Kasus ini bukan yang satu-satunya. Di Riau, Medan, Magelang hingga Surabaya berita penyitaan kosmetik ilegal dan bermerkuri acap kita dengar di berbagai media. Dilansir dari situs beritasatu, disebutkan bahwa BPOM mencatat nilai temuan kosmetik ilegal dalam tiga tahun terakhir ini memang meningkat drastis. Di tahun 2019 nilai kosmetik ilegal yang disita BPOM secara nasional menyentuh angka Rp 185,9 milyar. Naik dari tahun 2018 Rp 78,2 milyar dan Rp 72,6 milyar di tahun 2017.

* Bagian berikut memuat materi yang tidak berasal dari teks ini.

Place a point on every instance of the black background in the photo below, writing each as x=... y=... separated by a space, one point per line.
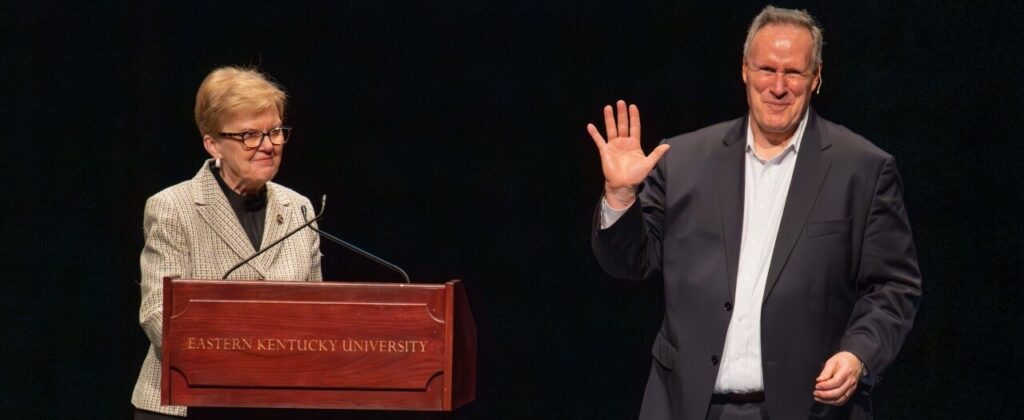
x=450 y=137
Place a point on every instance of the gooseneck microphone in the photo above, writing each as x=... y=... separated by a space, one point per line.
x=280 y=240
x=351 y=247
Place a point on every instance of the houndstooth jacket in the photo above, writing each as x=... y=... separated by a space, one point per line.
x=193 y=233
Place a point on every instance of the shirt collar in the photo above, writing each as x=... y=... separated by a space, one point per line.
x=798 y=135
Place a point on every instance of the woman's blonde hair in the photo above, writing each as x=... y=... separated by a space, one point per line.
x=231 y=91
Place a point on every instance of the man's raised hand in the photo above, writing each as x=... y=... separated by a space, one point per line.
x=623 y=161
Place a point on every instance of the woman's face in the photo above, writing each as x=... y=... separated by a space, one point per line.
x=246 y=170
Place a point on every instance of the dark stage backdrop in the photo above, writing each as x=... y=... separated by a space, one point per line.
x=450 y=137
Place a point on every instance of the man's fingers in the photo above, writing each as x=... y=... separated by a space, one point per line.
x=827 y=372
x=609 y=123
x=836 y=396
x=596 y=135
x=624 y=121
x=635 y=122
x=836 y=381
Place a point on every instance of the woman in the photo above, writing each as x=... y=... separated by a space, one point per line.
x=202 y=227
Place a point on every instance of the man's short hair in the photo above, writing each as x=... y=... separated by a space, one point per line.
x=801 y=18
x=232 y=91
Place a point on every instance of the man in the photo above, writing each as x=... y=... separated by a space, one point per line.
x=790 y=270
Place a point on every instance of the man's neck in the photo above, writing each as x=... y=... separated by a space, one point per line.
x=768 y=147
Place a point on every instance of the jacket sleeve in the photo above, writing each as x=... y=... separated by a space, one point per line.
x=631 y=248
x=165 y=254
x=888 y=279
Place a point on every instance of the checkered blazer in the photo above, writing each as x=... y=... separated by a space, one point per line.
x=193 y=233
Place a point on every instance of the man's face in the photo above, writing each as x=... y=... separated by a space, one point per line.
x=779 y=78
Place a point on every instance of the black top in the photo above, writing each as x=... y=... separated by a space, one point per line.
x=251 y=210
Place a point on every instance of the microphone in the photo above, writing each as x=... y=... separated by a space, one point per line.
x=280 y=240
x=353 y=248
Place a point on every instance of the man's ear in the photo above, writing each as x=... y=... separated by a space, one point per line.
x=212 y=147
x=817 y=81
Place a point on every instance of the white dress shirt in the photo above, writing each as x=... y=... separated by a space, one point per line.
x=766 y=184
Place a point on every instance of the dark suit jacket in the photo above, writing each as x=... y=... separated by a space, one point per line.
x=843 y=277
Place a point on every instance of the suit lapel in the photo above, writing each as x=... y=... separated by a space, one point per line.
x=275 y=224
x=728 y=169
x=812 y=166
x=216 y=212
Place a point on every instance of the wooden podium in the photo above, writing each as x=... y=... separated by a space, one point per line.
x=323 y=345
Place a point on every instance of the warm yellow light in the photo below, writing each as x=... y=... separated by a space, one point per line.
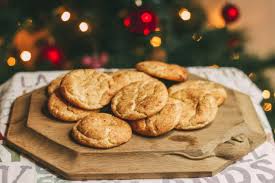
x=157 y=29
x=11 y=61
x=215 y=66
x=83 y=26
x=155 y=41
x=267 y=107
x=184 y=14
x=235 y=56
x=196 y=37
x=266 y=94
x=65 y=16
x=138 y=2
x=25 y=56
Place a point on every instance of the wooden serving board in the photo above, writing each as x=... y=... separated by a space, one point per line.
x=47 y=140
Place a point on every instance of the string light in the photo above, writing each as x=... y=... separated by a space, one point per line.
x=146 y=17
x=215 y=66
x=25 y=56
x=65 y=16
x=196 y=37
x=266 y=94
x=252 y=76
x=83 y=26
x=146 y=32
x=267 y=107
x=157 y=29
x=184 y=14
x=11 y=61
x=235 y=56
x=138 y=2
x=155 y=41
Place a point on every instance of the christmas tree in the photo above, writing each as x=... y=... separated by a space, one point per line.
x=55 y=35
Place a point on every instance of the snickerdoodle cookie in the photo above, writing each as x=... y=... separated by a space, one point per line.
x=54 y=84
x=124 y=78
x=101 y=130
x=140 y=99
x=197 y=110
x=201 y=87
x=163 y=70
x=87 y=88
x=161 y=122
x=63 y=110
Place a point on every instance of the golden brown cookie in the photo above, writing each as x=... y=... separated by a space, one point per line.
x=62 y=110
x=161 y=122
x=197 y=110
x=140 y=99
x=54 y=84
x=101 y=130
x=163 y=70
x=201 y=87
x=124 y=78
x=87 y=88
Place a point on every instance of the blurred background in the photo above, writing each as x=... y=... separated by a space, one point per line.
x=62 y=35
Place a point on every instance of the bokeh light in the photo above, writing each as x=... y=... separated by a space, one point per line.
x=25 y=56
x=155 y=41
x=267 y=107
x=11 y=61
x=184 y=14
x=65 y=16
x=266 y=94
x=83 y=26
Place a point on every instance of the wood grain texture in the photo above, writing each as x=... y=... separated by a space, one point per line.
x=47 y=141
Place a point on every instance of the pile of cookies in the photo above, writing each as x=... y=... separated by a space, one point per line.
x=133 y=100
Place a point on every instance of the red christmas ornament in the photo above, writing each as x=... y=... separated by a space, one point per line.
x=127 y=22
x=141 y=22
x=233 y=43
x=53 y=54
x=230 y=13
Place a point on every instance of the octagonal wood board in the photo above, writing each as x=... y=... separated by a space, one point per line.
x=34 y=132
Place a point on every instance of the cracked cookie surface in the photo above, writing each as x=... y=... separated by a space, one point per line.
x=140 y=99
x=163 y=70
x=54 y=84
x=63 y=110
x=201 y=87
x=161 y=122
x=197 y=110
x=101 y=130
x=124 y=78
x=87 y=88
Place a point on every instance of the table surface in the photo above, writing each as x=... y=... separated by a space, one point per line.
x=257 y=166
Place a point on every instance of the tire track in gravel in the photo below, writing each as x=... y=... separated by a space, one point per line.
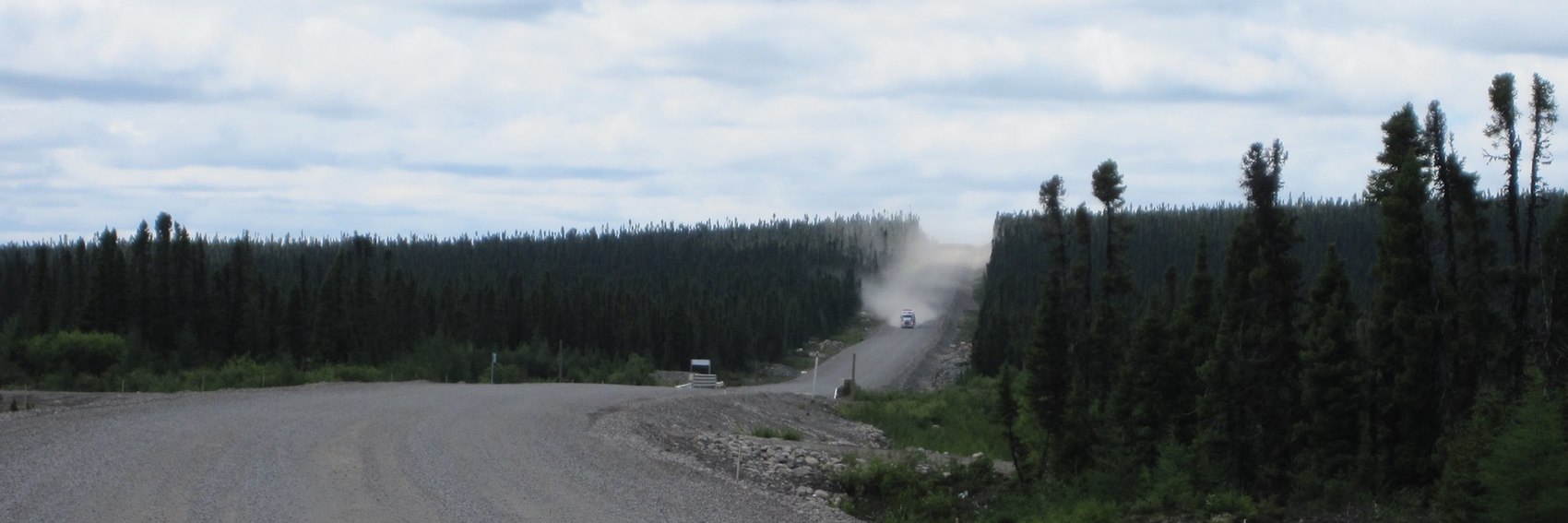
x=360 y=453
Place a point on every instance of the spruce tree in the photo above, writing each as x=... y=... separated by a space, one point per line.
x=1048 y=359
x=1543 y=121
x=1192 y=336
x=1252 y=401
x=105 y=304
x=1554 y=271
x=1332 y=374
x=1402 y=345
x=1109 y=326
x=1503 y=129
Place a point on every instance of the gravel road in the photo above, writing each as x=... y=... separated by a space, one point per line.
x=362 y=453
x=416 y=451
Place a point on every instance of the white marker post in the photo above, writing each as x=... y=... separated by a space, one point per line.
x=815 y=363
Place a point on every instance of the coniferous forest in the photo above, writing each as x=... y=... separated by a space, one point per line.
x=136 y=310
x=1404 y=348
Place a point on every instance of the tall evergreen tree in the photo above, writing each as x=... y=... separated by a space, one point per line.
x=105 y=304
x=1543 y=121
x=1443 y=182
x=1332 y=374
x=1109 y=326
x=1250 y=399
x=1192 y=337
x=1554 y=269
x=1048 y=361
x=42 y=301
x=1404 y=350
x=1503 y=129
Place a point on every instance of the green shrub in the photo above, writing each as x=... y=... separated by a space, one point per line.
x=74 y=352
x=1087 y=511
x=960 y=420
x=1526 y=476
x=1169 y=487
x=1229 y=503
x=886 y=491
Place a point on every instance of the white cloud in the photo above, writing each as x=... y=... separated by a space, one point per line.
x=434 y=118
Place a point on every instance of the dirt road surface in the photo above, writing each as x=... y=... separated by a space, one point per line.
x=398 y=453
x=361 y=453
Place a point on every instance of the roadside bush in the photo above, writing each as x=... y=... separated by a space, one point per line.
x=916 y=491
x=958 y=420
x=1526 y=476
x=67 y=354
x=1169 y=486
x=1087 y=511
x=1229 y=503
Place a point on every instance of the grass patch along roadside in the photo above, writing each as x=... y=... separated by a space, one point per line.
x=956 y=420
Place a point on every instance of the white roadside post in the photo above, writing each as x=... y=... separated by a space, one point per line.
x=815 y=363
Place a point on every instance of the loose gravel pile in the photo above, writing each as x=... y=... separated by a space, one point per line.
x=714 y=433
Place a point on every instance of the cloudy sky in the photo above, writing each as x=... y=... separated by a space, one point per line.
x=447 y=118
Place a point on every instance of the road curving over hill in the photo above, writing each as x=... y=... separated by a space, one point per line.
x=402 y=451
x=361 y=453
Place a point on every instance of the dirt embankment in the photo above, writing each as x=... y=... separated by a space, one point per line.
x=716 y=433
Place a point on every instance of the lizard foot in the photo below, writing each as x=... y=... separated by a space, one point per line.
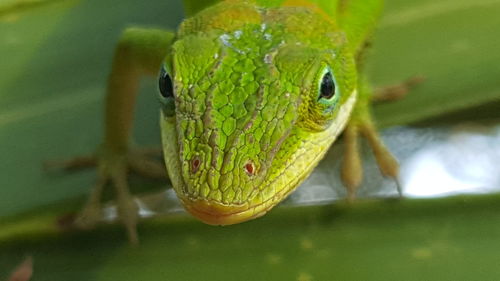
x=352 y=170
x=397 y=91
x=113 y=169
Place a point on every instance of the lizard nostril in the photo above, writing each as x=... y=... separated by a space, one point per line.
x=195 y=164
x=250 y=168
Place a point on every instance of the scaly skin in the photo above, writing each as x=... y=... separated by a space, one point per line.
x=246 y=83
x=253 y=94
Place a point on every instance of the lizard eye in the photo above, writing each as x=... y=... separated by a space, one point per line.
x=328 y=87
x=166 y=92
x=165 y=83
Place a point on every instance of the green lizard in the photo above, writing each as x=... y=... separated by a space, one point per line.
x=252 y=94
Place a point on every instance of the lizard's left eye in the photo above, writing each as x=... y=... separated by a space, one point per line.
x=165 y=84
x=328 y=87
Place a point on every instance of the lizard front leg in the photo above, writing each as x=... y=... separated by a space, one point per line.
x=361 y=124
x=139 y=52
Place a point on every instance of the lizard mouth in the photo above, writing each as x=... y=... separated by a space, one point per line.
x=219 y=214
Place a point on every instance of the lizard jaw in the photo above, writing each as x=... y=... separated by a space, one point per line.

Bukan tanpa alasan BPOM gencar melakukan upaya memberantas peredaran produk kosmetik bermerkuri. Sebab bahan kimia berbahaya ini memang punya risiko yang serius untuk kesehatan manusia. Merkuri dapat dengan mudah diserap kulit dan masuk ke dalam aliran darah kemudian “meracuni” organ-organ vital dalam tubuh kita. Mulai dari jantung, paru-paru, ginjal otak bahkan sistem kekebalan tubuh.  Penggunaan merkuri pada produk kosmetik juga memberi efek karsinogenik yaitu kemungkinan dapat memicu kanker. Maka dari itu penggunaan produk kosmetik yang mengandung merkuri, juga dapat meningkatkan risiko terkena kanker kulit.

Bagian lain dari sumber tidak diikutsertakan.